One thing that you should look out for is that many users run on low
brightness and has a lot of glare. So (while the lower contrast is better on
high-end screens) you want as much contrast as possible!

------
lubomir
Nice.

I had serious trouble with the demo, though. In order to figure out the
switches at the top I had to dig in the code. Apparently when it displays
_off_ , it is actually _on_. A little color would help here.

------
tempodox
Raising consciousness for typography is a good thing and urgently overdue.

Every frigging wiki software I know uses Arial, of all things, for body text.
Can you believe that?
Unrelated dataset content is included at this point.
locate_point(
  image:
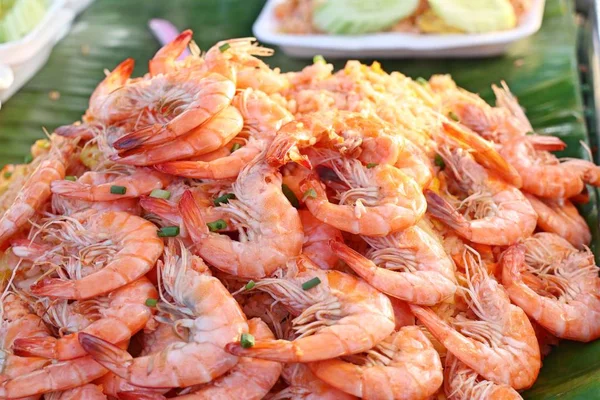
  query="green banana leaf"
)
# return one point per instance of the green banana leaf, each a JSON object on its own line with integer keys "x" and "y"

A wiki as the kind of software where text plays the most
central role of all, whose primary purpose is to have users read it over and
over, and the programmer's best idea is to make the worst parody of a shit
font nightmare ubiquitous.

Yeah, we're in dire need of more font awareness.

------
Drup
Am I the only one that was slightly taken aback by the casual use of the word
"bitch" in a document that is mostly formal and well articulated?

------
thenomad
I actually rather wish they HAD included more aesthetic design choices - as
options, at least.

I'm not a typographer. I know I'm not a typographer. If there was a single kit
I could just include in my sites to make it professional-grade readable, I'd
just use it.

Sure, there might be 5% improvements to be made if I spent weeks researching.
But I can use that time more effectively elsewhere.